Authorization Token

These are the steps to generate an authorization token programmatically to make requests to the CyraCom APIs.

Step 1: Obtain Credentials

Before you get started with the steps to generate an authorization token and make any API requests, you need to obtain the client_id and client_secrets for your organization from your CyraCom point of contact.

Step 2: Authorization Request

Our APIs uses the OAuth grant_type "password" more information about it can be found here.

The grant_type password requires the "username", "password" and for our purposes "scope" has to be passed in the body payload. Lastly, Authorization header is a must in the header.

The following URLs are used to make the post request and generate the bearer token:

Sandbox environment: https://id.cyracomstaging.com/oauth2/token

Production environment: https://id.cyracom.com/oauth2/token

Step 3: Generate Token

Make a Post request with the following parameters to either the Sandbox environment or the Production URL.

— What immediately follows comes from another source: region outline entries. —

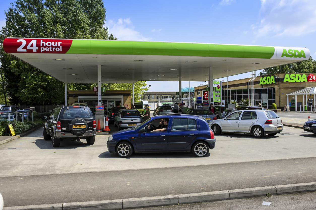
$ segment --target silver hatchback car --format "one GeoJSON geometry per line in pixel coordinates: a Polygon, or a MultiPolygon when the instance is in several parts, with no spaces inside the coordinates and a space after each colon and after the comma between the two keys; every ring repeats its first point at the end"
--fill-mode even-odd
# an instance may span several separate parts
{"type": "Polygon", "coordinates": [[[122,128],[133,128],[143,122],[143,117],[137,109],[121,109],[114,119],[114,126],[122,128]]]}
{"type": "Polygon", "coordinates": [[[256,138],[274,136],[283,130],[282,120],[272,110],[236,111],[209,123],[215,135],[224,133],[251,133],[256,138]]]}

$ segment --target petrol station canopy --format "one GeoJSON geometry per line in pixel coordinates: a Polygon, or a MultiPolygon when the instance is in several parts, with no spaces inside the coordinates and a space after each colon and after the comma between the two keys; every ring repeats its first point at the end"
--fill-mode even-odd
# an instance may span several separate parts
{"type": "Polygon", "coordinates": [[[66,83],[207,81],[307,60],[305,48],[7,38],[4,51],[66,83]]]}

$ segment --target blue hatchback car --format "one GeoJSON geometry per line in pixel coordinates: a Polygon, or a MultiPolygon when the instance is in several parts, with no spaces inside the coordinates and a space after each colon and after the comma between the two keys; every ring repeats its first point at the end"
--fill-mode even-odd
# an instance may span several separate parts
{"type": "Polygon", "coordinates": [[[207,122],[200,116],[176,113],[157,115],[139,125],[110,135],[111,153],[121,157],[136,153],[191,151],[203,157],[215,147],[216,140],[207,122]]]}

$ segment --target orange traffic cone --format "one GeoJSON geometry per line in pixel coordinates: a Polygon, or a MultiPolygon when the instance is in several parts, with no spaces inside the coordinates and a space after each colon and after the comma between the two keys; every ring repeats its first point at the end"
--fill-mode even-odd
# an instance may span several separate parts
{"type": "Polygon", "coordinates": [[[102,132],[101,129],[101,126],[100,125],[100,120],[98,120],[98,127],[97,128],[97,132],[102,132]]]}
{"type": "Polygon", "coordinates": [[[109,131],[111,130],[110,130],[110,128],[109,128],[109,123],[108,122],[108,121],[110,119],[110,118],[107,116],[106,118],[106,119],[105,121],[105,126],[104,126],[104,129],[103,130],[105,131],[109,131]]]}

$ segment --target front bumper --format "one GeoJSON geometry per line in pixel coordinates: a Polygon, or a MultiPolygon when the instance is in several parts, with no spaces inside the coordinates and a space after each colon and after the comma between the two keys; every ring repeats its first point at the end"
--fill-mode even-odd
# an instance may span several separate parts
{"type": "Polygon", "coordinates": [[[70,131],[62,132],[60,129],[55,130],[55,136],[58,139],[66,138],[80,138],[85,139],[87,137],[90,137],[95,136],[97,133],[97,129],[94,128],[93,130],[87,131],[82,135],[76,136],[72,133],[70,131]]]}

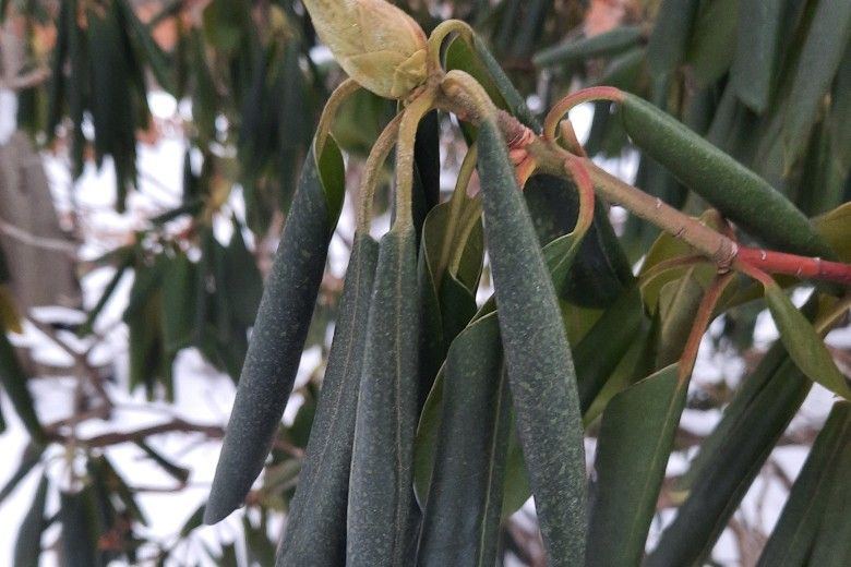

*Note: The username and password most likely won't be the same across environments

Header Parameters

Authorization: Set to Basic <base64 encoded "clientId:clientSecret">
Content-Type: Set to application/x-www-form-urlencoded

Request Parameters

grant_type: "password",
username: "this should be your CyraCom username for the account associated with video calling",
password: "this should be your CyraCom password for the account associated with video calling"
scope: "openid roles email profile"

Sample Response 200 OK

{

"access_token": "xx508xx63817x752xx74004x30705xx92x58349x5x78f5xx34xxxxx51",

"expires_in": 3600,

"id_token": "xx508xx63817x752xx74004x30705xx92x58349x5x78f5xx34xxxxx51",

"refresh_token": "628x9x0xx447xx4x421x517x4x474x33x2065x4x1xx523xxxxx6x7x20",

"scope": "email openid profile roles",

"token_type": "Bearer"

}

Step 4: Generate Refresh Token

the token expiration is 3600 seconds, while the refresh token expiration is 24 hours.